I have realized an issue with starting and stopping on a project like this is... I didn't keep track of exactly where I left off.
And now that I am modeling other components to build the assembly I have some threaded holes that are not in the right place and some countersink holes in a new component are not lining up with the threaded holes I made a while back ago. When I try and re demension them it tells me it is over constrained.
I havent the foggiest idea how to fix the original threaded holes to the right location.
Can anyone help me with this?
By the way when I pull up the sketch it does not show the demensions that are over constraining the sketch when I try and fix it.
I thought just deleting the demension would do it but I can't see any demensions.
Solved! Go to Solution.
Solved by jeff_strater. Go to Solution.
Jon was kind enough to share his model, and let me post the results, in case others can benefit.

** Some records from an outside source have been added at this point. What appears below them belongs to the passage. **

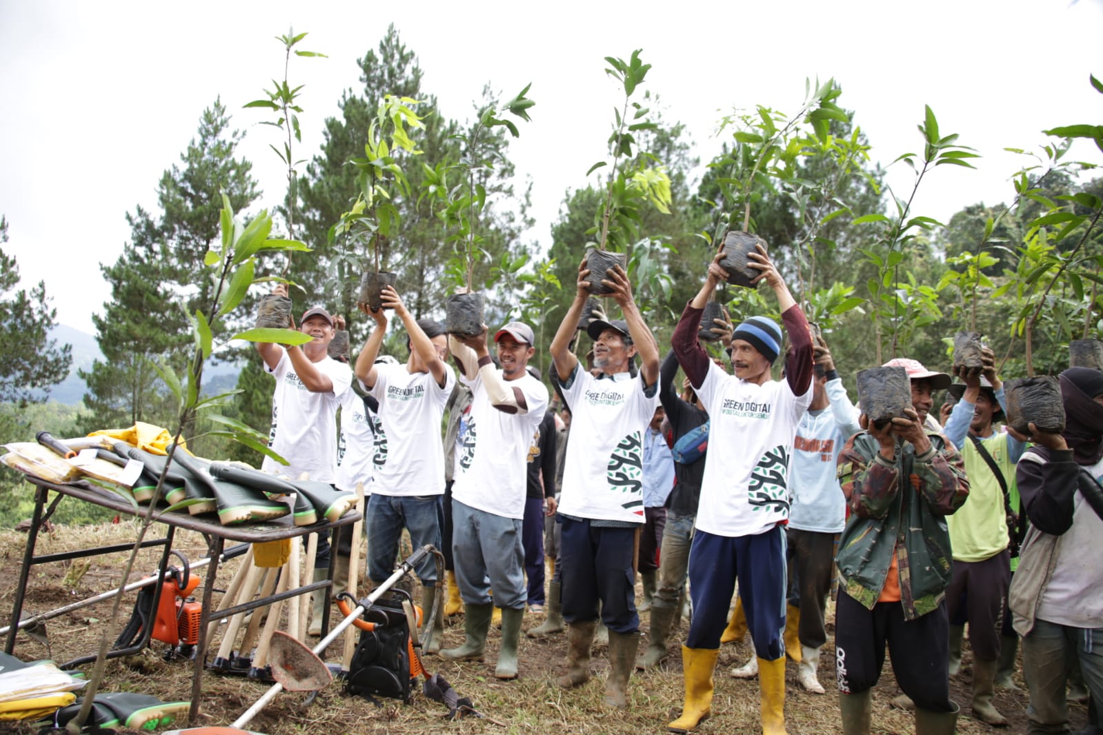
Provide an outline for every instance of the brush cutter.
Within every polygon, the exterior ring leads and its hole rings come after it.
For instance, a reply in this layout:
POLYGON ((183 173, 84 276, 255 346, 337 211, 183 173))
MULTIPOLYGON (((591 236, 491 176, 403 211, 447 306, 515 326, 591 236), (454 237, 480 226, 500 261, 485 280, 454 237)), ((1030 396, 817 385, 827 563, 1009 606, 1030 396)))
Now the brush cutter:
MULTIPOLYGON (((439 555, 440 552, 431 545, 417 549, 409 555, 409 558, 406 559, 406 561, 398 565, 398 569, 395 570, 394 574, 387 577, 387 580, 378 587, 373 590, 372 594, 370 594, 365 599, 360 601, 356 608, 351 610, 343 620, 338 623, 338 625, 330 630, 330 633, 322 638, 313 649, 308 648, 304 644, 296 638, 292 638, 291 636, 274 635, 270 644, 271 649, 269 663, 271 664, 272 678, 276 679, 276 683, 272 684, 271 688, 231 726, 244 727, 257 715, 258 712, 260 712, 285 689, 288 691, 318 691, 332 681, 333 674, 330 672, 329 667, 325 666, 325 662, 322 661, 318 655, 323 652, 330 644, 336 640, 349 626, 358 620, 363 614, 370 609, 379 597, 390 590, 396 582, 403 579, 403 576, 408 572, 413 572, 430 553, 439 555)), ((431 635, 432 614, 436 613, 437 605, 439 604, 438 598, 439 595, 433 597, 432 609, 430 610, 430 615, 426 617, 425 630, 422 631, 422 635, 431 635)), ((415 626, 411 628, 410 633, 411 635, 416 635, 416 631, 417 628, 415 626)))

I was able to modify these holes. Doing so revealed a few workflow weaknesses in Fusion
First, I had to find which sketch to modify!
Even before that, I had to turn off some components, to be able to see the holes:
Then, I needed to find out what feature those holes were. I used Select Other (hold down the left mouse button for a second, the Select Other UI will come up, and click on the "Parents" tab):
Select the Extrude feature. This is now highlighted in the timeline. Oddly, this feature has warnings, but I don't think they relate to the sketch at all:
Then, I had to edit the feature to find the sketch. This is one thing that I think needs to be fixed. We should have an "Edit Sketch" item on a feature. Instead, you have to edit the feature, and use the same browser trick to find the sketch:
so, now I know that Sketch34 is the one I am interested in. But, unfortunately (this is another thing that needs to be changed), you have to first turn on the visibility of the sketch folder:
now, finally, we can edit the sketch. This is pretty straightforward. I added a vertical construction line between these circles, to keep them aligned:
Then, just add a dimension between the construction line and the right side:
and exit the sketch. The holes are now repositioned:
Finally, the warnings on this extrude bother me. I think that's a bug. But, to fix it, I just changed the type of the extrude to "distance":
I apologize for the length of the response, and if any of it is overly obvious.

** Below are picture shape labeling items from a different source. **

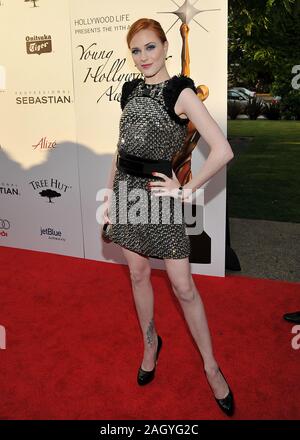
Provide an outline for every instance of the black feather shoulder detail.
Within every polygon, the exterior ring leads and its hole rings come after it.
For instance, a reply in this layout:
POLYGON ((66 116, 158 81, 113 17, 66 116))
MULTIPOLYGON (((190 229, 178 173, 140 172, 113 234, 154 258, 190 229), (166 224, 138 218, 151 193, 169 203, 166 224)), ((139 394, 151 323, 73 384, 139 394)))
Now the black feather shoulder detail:
POLYGON ((121 100, 120 100, 120 105, 122 110, 124 109, 127 103, 127 98, 129 97, 130 93, 135 89, 135 87, 138 85, 140 81, 142 81, 142 78, 134 78, 131 81, 124 82, 122 86, 121 100))
POLYGON ((195 92, 195 94, 197 95, 197 88, 195 86, 194 81, 189 76, 179 74, 179 75, 174 75, 163 89, 165 106, 167 108, 167 112, 168 112, 169 116, 172 119, 174 119, 174 121, 178 122, 179 124, 183 124, 183 125, 187 124, 189 122, 189 119, 180 118, 175 113, 174 107, 175 107, 176 101, 178 99, 178 96, 180 95, 182 90, 187 87, 192 89, 195 92))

The 3 items I was able to distill from this exercise:
1. there is a bug with that Extrude - I'm not sure why it is showing warnings.
2. Fusion needs a way to select a feature and edit the sketch for it, without having to search around for that sketch manually
3. Edit sketch already makes the sketch you are editing visible, but does not check that the sketch container is visible. In this case, I was able to edit the sketch, but did not see anything, because the folder was set to "off".
There are probably more...
Jeff
One workflow mistake that I've seen over and over again is that senible naming on different elements is missing.
If one simply keeps the system provided names in place, such as Sketch 1 Sketch 2, Joint Origin 1, Joint Orign 2 etc. then it is no surprise whatsoever that things turn sour once you have to troubleshoot a problem.
So one habit that definitely helps speeding things up is "Providing sensible naming to everything" to help yourself in navigating your data.
Sorry! You are correct. I have to remember that every piece of software is different and there are DEFINITELY things that Fusion does that Solid Edge couldn't dream of doing... thus why I am using Fusion!
I take your comment very seriously and I am glad that you have said something. I hope I can improve my attitude on here as everyone is very helpful and I certainly don't want to be "that guy."
I will say that an "edit sketch" feature would be excellent! I do like the history bar *A LOT* but sometimes things get so far back on the list it's hard to dig it out when you need it.
Again, thank you for the reality check and enjoy the rest of your holidays.
Well, if one has created more screen casts to explain things that are not working and reported 9 bugs of which three repeatedly crashed Fusion 360 and one of them lead to a hot fix does that not qualify for at least a little sarcasm ?
I must say I've been biting my tongue 😉
But honestly, I've spent $300 to be granted the priviledge to help in early beta testing. Ahh..sorry..not bitten my tongue hard enough!
IN general though, it is a compliment that F360 is so often compared to Monster Tools (in terms of abilities and price) such as Solid Works, Solid Edge etc.
IIRC the base license for SW is easily $5000 and you'd have to add $2500 for the mainenance subscription to be eligible for updates.